As shown in figure 10, cell filter has obtained HT29 cell and is placed in culture medium and trainsSupport, after 3 days cultivate, obtain cultured cell.
Embodiment 7
Use in embodiment 2 rare cell filter to be used for catching PBS solution and mix rectumCancer cell HT29, comprises the steps:
1) sterilizing: rare cell filter is placed in and carries out sterilizing under ultraviolet light;
2) finishing of cell filtration film: the MaxGel solution of getting the 20 μ l that prepare in advance(1:100 dilution proportion is in PBS solution) is placed in microwell array filter membrane 2.3 surfaces, carefullyIn born of the same parents' incubator, modify after 1 hour, remove residual solution, in fume hood, place 30 minutesAfter, microwell array filter membrane 2.3 is fixed on cover 2.4 by seal washer 9;
3) blood sample processing: get respectively 5 milliliters of normal person's blood samples, 4 milliliters of PBS solution, containThere is 1 milliliter of the PBS solution of rectum cancer cell HT29, and mix;
4) cell capture: the cover 2.4 that microwell array filter membrane 2.3 is housed is threaded onto by screw threadOn bobbin 2.1, guarantee sealing, the PBS solution that 10ml is contained to rectum cancer cell HT29Inject in enclosed cavity 3, injection tube 2 is slowly advanced into 1 bottom;
5) cell is fixed: after cell capture completes, take off cover 2.4 and microwell array filterFilm 2.3, the paraformaldehyde solution that is 4% by concentration is consolidated the HT29 cell being captured on filmFixed;
6) cell dyeing: cell dyeing: add successively 0.2% the penetrating liquid of Triton-Xl00 and1% bovine serum albumin(BSA) is to the cell pre-treatment of dyeing, then will have fluorescein-labeled anti-Body is placed on film, and makes it to tie mutually with the specific antigen of cell surface or the cancer markers of cellClose;
7) imaging and analysis: thin to the HT29 cell of catching on filter membrane with fluorescence microscopeBorn of the same parents carry out imaging and analyze number and the corresponding capture rate of the HT29 cell of catching.

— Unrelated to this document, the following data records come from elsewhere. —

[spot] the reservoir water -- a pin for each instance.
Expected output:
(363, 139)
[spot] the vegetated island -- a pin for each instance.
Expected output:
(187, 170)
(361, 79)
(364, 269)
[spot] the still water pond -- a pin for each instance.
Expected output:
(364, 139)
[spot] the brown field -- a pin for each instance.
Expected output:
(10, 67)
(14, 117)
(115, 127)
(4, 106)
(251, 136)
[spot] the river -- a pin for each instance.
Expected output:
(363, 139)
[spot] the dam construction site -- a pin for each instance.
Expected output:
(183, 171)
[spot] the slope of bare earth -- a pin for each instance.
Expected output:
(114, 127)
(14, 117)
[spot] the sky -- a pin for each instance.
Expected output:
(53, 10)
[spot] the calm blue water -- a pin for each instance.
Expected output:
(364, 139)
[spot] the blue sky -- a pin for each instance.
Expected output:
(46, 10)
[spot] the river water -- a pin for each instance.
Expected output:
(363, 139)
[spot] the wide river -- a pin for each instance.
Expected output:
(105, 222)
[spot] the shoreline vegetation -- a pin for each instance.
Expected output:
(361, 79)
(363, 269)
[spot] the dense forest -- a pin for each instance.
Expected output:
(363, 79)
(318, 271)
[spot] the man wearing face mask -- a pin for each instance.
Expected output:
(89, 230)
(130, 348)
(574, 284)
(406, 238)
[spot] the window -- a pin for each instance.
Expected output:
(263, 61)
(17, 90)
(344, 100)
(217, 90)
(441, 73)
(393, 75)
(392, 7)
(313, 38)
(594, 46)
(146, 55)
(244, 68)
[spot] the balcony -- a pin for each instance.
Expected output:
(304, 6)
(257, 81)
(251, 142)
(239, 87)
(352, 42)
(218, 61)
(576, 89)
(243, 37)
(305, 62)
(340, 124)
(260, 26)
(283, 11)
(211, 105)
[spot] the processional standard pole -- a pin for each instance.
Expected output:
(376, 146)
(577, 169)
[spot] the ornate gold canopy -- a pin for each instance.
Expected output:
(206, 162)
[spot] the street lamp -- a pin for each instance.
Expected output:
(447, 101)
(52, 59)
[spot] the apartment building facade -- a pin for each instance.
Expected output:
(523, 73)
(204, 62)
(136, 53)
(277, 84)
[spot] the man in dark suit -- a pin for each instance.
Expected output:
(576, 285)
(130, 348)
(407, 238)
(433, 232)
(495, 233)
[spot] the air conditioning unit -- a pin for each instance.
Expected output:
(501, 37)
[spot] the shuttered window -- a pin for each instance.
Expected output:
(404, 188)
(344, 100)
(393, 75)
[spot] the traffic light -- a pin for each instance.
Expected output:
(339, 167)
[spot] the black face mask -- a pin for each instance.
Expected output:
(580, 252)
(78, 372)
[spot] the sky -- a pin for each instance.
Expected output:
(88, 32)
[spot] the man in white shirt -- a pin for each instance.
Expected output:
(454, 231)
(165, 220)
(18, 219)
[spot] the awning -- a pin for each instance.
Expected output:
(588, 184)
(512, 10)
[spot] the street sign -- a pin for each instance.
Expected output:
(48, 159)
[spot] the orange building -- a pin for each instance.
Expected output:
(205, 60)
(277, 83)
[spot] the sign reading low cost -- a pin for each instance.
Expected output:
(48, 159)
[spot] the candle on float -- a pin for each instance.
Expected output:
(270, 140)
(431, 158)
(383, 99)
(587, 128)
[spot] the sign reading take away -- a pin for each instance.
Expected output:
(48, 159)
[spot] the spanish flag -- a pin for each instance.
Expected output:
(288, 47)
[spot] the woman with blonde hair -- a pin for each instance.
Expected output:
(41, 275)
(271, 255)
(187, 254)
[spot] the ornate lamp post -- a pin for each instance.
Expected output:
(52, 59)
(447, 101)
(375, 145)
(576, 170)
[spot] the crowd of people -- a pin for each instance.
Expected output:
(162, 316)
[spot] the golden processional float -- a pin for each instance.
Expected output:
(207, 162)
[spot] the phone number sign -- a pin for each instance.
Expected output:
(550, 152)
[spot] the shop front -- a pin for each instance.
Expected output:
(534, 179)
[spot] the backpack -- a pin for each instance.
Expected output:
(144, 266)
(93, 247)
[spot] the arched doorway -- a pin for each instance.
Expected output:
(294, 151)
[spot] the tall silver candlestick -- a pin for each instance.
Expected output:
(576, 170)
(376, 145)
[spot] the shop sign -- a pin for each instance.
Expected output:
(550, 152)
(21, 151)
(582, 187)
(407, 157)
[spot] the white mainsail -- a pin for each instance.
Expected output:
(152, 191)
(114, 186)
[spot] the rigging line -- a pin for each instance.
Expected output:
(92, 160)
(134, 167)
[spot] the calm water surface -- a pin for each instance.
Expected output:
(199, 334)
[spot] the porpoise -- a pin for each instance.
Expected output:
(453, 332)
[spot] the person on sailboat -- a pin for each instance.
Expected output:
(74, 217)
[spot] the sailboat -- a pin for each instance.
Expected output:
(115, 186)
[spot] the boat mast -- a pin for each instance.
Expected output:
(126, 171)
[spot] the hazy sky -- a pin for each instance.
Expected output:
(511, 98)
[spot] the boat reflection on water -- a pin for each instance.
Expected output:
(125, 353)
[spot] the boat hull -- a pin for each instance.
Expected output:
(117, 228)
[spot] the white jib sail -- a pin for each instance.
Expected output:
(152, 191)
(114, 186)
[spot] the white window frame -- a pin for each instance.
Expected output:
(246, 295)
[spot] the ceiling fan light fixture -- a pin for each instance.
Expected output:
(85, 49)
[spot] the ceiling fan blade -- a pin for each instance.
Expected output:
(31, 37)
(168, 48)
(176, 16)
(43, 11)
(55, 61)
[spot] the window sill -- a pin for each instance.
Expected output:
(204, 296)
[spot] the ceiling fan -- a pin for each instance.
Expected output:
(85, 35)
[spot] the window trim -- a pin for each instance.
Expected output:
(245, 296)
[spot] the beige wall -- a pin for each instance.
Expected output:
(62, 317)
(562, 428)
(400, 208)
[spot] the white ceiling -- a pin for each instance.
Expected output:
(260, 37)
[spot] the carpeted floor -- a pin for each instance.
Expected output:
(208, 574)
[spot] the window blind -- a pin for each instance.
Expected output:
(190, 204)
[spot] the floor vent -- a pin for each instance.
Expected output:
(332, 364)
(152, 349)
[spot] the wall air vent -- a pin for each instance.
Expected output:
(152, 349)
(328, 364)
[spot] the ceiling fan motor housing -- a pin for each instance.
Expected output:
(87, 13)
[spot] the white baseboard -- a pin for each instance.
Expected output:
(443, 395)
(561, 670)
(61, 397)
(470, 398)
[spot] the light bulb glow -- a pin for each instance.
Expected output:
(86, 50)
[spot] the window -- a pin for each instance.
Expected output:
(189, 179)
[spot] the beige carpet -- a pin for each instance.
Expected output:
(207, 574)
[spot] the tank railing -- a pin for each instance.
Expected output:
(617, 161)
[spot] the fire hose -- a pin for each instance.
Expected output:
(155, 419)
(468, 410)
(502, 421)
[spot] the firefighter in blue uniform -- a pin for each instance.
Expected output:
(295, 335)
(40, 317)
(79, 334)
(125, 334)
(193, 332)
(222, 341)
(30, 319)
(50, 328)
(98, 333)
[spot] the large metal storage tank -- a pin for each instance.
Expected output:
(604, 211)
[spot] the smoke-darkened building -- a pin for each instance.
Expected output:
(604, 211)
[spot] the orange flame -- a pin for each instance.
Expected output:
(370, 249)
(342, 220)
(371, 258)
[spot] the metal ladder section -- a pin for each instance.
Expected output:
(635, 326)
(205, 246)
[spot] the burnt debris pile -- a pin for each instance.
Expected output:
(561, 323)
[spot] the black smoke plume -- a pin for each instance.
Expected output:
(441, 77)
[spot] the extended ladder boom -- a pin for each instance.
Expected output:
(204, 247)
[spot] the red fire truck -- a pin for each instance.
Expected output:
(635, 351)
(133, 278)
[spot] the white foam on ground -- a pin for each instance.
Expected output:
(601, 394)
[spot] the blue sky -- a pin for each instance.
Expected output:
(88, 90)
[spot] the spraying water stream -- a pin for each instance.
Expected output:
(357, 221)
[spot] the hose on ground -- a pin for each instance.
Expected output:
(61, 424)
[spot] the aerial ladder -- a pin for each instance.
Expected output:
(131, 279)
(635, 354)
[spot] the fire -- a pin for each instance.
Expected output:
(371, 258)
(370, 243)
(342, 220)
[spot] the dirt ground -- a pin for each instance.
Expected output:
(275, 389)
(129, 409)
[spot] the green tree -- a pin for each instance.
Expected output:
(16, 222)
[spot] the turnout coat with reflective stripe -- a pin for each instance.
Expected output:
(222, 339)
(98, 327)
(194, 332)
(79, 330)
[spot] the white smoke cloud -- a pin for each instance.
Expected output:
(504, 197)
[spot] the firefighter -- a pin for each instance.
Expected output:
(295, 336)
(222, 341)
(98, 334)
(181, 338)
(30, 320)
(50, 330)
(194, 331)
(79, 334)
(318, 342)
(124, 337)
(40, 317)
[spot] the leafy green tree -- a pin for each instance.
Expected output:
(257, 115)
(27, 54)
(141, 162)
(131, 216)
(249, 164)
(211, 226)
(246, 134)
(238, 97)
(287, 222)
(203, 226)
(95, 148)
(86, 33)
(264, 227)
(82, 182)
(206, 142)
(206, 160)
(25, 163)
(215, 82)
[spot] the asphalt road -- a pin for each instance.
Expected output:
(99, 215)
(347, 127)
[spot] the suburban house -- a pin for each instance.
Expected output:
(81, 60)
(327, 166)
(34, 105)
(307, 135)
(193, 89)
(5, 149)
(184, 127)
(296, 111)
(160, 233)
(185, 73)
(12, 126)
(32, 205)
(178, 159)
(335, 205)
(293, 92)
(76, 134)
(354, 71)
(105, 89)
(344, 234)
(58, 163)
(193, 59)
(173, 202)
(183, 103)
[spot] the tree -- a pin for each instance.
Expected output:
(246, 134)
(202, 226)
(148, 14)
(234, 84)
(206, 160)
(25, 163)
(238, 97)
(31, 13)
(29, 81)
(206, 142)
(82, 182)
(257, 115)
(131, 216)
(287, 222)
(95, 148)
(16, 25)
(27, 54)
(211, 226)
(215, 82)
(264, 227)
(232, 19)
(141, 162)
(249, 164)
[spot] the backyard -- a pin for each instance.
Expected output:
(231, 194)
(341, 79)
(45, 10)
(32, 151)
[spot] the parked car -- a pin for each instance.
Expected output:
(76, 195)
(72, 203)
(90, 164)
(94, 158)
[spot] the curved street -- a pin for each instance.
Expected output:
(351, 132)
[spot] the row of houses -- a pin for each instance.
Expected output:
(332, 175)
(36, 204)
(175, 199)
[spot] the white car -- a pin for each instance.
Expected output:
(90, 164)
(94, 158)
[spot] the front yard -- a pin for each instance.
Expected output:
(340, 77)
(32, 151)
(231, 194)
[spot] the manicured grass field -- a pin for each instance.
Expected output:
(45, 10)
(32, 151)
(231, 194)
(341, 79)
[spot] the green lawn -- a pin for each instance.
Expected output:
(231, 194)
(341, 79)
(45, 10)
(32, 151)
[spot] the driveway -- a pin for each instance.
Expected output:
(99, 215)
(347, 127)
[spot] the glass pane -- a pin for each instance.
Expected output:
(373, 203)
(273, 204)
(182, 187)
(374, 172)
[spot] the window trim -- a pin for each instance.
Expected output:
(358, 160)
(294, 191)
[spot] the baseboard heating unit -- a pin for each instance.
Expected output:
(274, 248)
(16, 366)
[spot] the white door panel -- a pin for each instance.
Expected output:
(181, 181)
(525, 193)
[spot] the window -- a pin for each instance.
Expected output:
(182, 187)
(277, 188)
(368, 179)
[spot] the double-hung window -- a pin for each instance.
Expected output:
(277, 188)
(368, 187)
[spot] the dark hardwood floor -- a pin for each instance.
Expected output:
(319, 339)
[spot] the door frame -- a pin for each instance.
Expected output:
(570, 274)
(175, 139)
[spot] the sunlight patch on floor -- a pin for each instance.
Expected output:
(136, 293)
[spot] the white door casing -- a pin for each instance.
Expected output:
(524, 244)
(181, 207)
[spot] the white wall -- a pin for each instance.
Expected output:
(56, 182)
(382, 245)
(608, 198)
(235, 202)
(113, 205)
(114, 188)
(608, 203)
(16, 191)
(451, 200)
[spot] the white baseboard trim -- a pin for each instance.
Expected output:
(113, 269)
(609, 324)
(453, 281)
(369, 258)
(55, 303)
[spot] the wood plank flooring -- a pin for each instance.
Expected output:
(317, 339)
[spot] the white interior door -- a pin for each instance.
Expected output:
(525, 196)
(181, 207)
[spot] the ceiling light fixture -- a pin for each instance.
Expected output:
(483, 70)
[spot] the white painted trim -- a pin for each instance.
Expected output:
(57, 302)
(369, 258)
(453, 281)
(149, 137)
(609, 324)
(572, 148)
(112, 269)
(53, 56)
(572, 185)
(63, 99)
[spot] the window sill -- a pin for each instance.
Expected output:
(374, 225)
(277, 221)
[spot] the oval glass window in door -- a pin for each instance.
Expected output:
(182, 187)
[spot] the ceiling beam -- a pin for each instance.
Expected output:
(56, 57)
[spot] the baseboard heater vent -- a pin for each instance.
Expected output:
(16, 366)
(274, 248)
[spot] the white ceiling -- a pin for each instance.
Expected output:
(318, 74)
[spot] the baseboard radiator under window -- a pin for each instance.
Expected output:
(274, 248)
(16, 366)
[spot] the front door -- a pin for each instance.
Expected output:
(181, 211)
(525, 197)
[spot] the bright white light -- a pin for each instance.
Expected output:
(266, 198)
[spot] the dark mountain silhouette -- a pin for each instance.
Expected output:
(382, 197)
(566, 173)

The HT29 cell fluorescence that Figure 11 catches after by filter membrane for blood sample. DAPI markFor all cells core, what CK identified is HT29 cytokeratin, and what CD45 identified is white thinBorn of the same parents, Merge is the constitutional diagram of DAPI, CK and CD45. Length of the scale is 100 microns.
Other unspecified part is prior art. Although above-described embodiment is to the present inventionMade detailed description, but it is only the present invention's part embodiment, instead of all realExecute example, people can also obtain other enforcement according to the present embodiment under without creative prerequisiteExample, these embodiment belong to protection domain of the present invention.